Nancy Harmon Jenkins
writer | traveler | food authority | historian
If I’ve learned anything from a fortunate life, it’s that the quickest route inside another culture is through its food. My life, my work, my travels have provided me with an education of the senses and an opening of my mind to people and places, customs and characteristics. My classrooms have been markets, restaurants, farmhouse kitchens, and sidewalk cafes, and my professors have ranged from farmers in their fields and gardens, to fishermen on the docks, to push-cart vendors of all kinds of street food (fried salted squid on the streets of Guangzhou, raw green almonds along Beirut’s corniche, lamb’s tender innards grilled on an open fire by the side of a Sicilian highway). But I’ve probably learned most in the very private but almost always welcoming kitchens of women who cook, from duchesses to assembly line workers.?What have I learned?
That food is a dramatic (and delicious) expression of who and what people believe themselves to be and how they got that way. Is this cultural anthropology? Yes, I suppose it is, but it’s anthropology with the very important difference that you can taste the culture on your tongue and feel it between your hands, not to mention sniff its often heady aroma on the air.
Two other books:
The Boat Beneath the Pyramid (a study of Ancient Egyptian boats and maritime technology)
Love with a Harvard Accent (a novel)
The Chefs of Cucina Amore: Celebrating the Very Best in Italian Cooking
Italy: The Best Travel Writing from The New York Times
From Betty Crocker to Feminist Food Studies: Critical Perspectives on Women and Food (ed. By Arlene Voski Avakian & Barbara Haber)
The Oldways Table: Essays & Recipes from the Culinary Think Tank, by K. Dun Gifford & Sara Baer-Sinnott
Countless newspaper and magazine articles for:
The New York Times, The Boston Globe, the Washington Post, the Los Angeles Times, the International Herald-Tribune; Saveur, Food & Wine, Bon Appetit, Gastronomica, The Art of Eating, the New York Times Magazine, Vegetarian Times, Modern Maturity, Eating Well, Smithsonian, Downeast, Wooden Boat, Geo, Saudi Aramco World, and other publications. She is a regular contributor to the on-line publication ZesterDaily.com.
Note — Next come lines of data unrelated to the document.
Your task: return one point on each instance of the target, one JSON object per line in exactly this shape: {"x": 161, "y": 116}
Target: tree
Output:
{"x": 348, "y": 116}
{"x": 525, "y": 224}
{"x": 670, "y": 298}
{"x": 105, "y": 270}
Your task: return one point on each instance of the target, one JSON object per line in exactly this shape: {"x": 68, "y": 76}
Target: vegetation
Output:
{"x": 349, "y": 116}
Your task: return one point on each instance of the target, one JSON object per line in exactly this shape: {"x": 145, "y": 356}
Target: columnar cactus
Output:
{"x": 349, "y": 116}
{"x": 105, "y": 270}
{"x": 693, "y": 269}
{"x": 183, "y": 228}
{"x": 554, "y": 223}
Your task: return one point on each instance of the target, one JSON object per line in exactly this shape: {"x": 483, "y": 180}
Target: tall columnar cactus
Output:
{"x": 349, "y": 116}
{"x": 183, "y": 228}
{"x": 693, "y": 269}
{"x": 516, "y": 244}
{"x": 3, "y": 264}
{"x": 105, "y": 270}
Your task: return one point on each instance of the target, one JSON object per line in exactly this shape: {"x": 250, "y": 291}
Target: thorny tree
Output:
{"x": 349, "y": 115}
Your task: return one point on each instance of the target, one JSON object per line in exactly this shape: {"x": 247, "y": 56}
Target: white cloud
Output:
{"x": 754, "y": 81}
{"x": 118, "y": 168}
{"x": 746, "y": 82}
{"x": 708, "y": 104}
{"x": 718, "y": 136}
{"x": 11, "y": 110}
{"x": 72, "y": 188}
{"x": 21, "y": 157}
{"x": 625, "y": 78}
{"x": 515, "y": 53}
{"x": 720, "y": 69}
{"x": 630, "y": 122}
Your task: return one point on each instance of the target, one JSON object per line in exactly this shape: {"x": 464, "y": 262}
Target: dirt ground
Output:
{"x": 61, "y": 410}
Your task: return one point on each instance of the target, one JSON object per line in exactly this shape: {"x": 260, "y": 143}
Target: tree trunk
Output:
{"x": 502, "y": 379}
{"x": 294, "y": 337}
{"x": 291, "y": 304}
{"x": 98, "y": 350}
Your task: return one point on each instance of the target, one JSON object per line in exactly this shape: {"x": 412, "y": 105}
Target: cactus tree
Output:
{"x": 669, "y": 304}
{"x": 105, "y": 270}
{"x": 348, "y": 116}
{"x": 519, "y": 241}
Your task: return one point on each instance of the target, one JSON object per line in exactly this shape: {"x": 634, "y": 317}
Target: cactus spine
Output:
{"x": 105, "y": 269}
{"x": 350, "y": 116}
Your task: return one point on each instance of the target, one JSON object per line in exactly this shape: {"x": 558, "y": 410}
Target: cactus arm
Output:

Nancy also appears frequently
As a commentator or participant on radio (NPR’s The Splendid Table, Good Food, All Things Considered; BBC’s The Food Programme) and on television (Cucina Amore, Ciao Italia!, TVFN).
As a speaker and discussant at international conferences and other venues, talking on a range of topics from olive oil and the Mediterranean diet to sustainable food systems and the state of the oceans and responsible seafood consumption, at Oldways Preservation Trust’s conferences in Europe and the U.S.; at the Smithsonian Institution in Washington, D.C.; at Boston University, Radcliffe College, and the Culinary Institute of America (Napa and Hudson valley campuses), among others.
As a leader of food tours of Italy (Sicily, Tuscany-Umbria, Emilia-Piemonte), Spain (Catalonia, the Basque Country), and Tunisia for the Culinary Institute of America’s Worlds of Flavor program,
And as a writer, coordinator and co-producer for a series of videos about the foods and wines of southern Spain, Sicily, and Puglia, produced for the CIA’s Worlds of Flavor program and available on the CIA web site, ciaprochef.com/apulia
Jenkins is a graduate of Wellesley College and the American University of Beirut. Before launching a free-lance career in 1991, she was a staff writer at The New York Times and later served as Publications Director of the American Institute of Wine & Food. She was a founding director of Oldways Preservation and Exchange Trust, an organization she continues to work with from time to time.